Detroit Zoo to welcome new polar bear

Holly Fournier
The Detroit News

A polar bear named Tundra is prepping to make the trek east to her new home at the Detroit Zoo.

The 29-year-old veteran of the Indianapolis Zoo will be relocated to Detroit June 25 when her current home permanently closes its polar bear exhibit, according to officials at both zoos.

Tundra will join Detroit’s current resident bears, female Talini — a native of the zoo born there in 2004 — and male Nuka, also born in 2004 and sent to Detroit in 2011.

The transfer is a few months in the making, according to the Detroit Zoo.
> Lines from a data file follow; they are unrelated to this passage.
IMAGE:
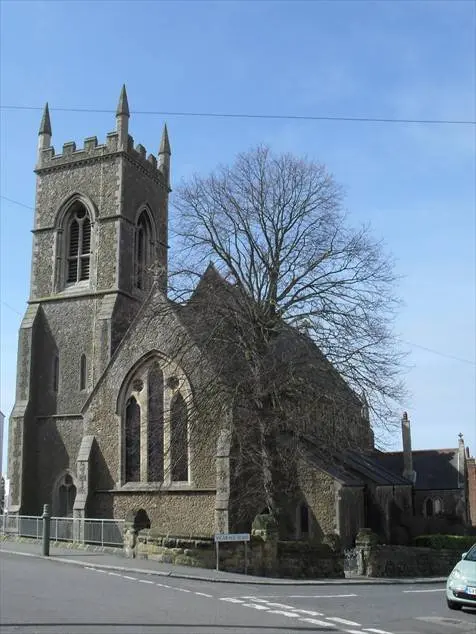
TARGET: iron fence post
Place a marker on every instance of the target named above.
(46, 530)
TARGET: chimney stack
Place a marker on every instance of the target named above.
(408, 472)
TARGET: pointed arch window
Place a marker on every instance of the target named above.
(66, 497)
(155, 432)
(55, 373)
(178, 439)
(143, 252)
(78, 244)
(82, 372)
(132, 441)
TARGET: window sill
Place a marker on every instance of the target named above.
(76, 289)
(174, 487)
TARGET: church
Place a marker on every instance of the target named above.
(113, 376)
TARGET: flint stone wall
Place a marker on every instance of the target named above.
(407, 561)
(265, 557)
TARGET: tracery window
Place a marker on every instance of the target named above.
(155, 436)
(66, 497)
(82, 373)
(78, 244)
(179, 439)
(55, 371)
(132, 441)
(156, 428)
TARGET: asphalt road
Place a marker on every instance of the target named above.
(39, 596)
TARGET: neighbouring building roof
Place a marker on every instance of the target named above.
(435, 468)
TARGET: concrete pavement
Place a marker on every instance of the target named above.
(116, 561)
(39, 596)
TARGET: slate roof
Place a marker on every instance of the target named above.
(435, 468)
(372, 469)
(209, 320)
(316, 457)
(351, 467)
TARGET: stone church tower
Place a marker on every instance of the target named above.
(99, 241)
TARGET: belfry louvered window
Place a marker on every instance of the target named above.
(143, 252)
(79, 245)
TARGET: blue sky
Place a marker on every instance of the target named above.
(414, 183)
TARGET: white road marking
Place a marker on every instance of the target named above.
(284, 613)
(337, 619)
(316, 622)
(280, 605)
(309, 612)
(432, 590)
(319, 596)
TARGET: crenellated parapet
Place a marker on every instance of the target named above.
(91, 150)
(117, 142)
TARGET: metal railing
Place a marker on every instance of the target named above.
(103, 532)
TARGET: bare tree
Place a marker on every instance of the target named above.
(274, 225)
(306, 312)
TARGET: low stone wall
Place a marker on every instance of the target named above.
(265, 557)
(302, 560)
(406, 561)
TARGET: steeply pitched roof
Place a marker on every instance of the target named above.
(369, 468)
(435, 468)
(320, 459)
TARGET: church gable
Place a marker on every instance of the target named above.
(145, 409)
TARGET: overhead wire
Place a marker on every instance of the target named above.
(248, 115)
(409, 343)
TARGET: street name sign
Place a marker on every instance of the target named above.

When the Indianapolis Zoo decided to close its polar bear exhibit, officials visited Detroit and were won over by the zoo’s Arctic Ring of Life habitat.

“The Zoo’s veterinary staff carefully reviewed all of the options and agree that the Detroit Zoo is the perfect facility for Tundra’s needs as a senior bear,” Indianapolis Zoo officials said in a statement posted Monday to its website. “Considered one of the leading polar bear facilities in the world, the Detroit Zoo offers large spaces and pools with easy slopes for Tundra to enter and exit the water, especially as she gets older.”

Detroit Zoo officials agreed that their habitat was an ideal match for the older bear. The animals typically live to 15 or 18 years in the wild, but tend to live longer in zoos where they have access to health care and a balanced nutrition.

“The Arctic Ring of Life is an incredible facility for this polar bear to spend the remainder of her golden years,” chief life sciences officer Scott Carter said. “She will receive the best possible care during her time here and enjoy the comforts of this expansive, naturalistic space.”

Summer visitors to the Detroit Zoo can spot Tundra with her new playmates, swimming in the bears’ freshwater pool and overhead in the well-known, 70-foot-long Frederick and Barbara Erb Polar Passage.

The Detroit habitat also includes a grassy tundra, a “pack ice” area and an additional 190,000-gallon salt water pool.

The habitat is one of North America’s largest polar bear enclosures, also housing seals and arctic foxes, according to the Detroit Zoo. It encompasses more than 4 acres of outdoor and indoor spaces.

Indianapolis opened its polar bear exhibit in 1988, which was Tundra’s first year at the zoo, according to officials. The habitat was state-of-the-art at the time, but now needs updating. Zoo officials are exploring options for different species to inhabit the space after Tundra’s move.

Polar bears were declared an endangered species in 2008.

“Tundra has helped educate millions of guests over the years as an ambassador for her counterparts in the wild,” Indianapolis Zoo officials said. “She will be greatly missed.”

In Detroit, officials are eagerly awaiting their new resident.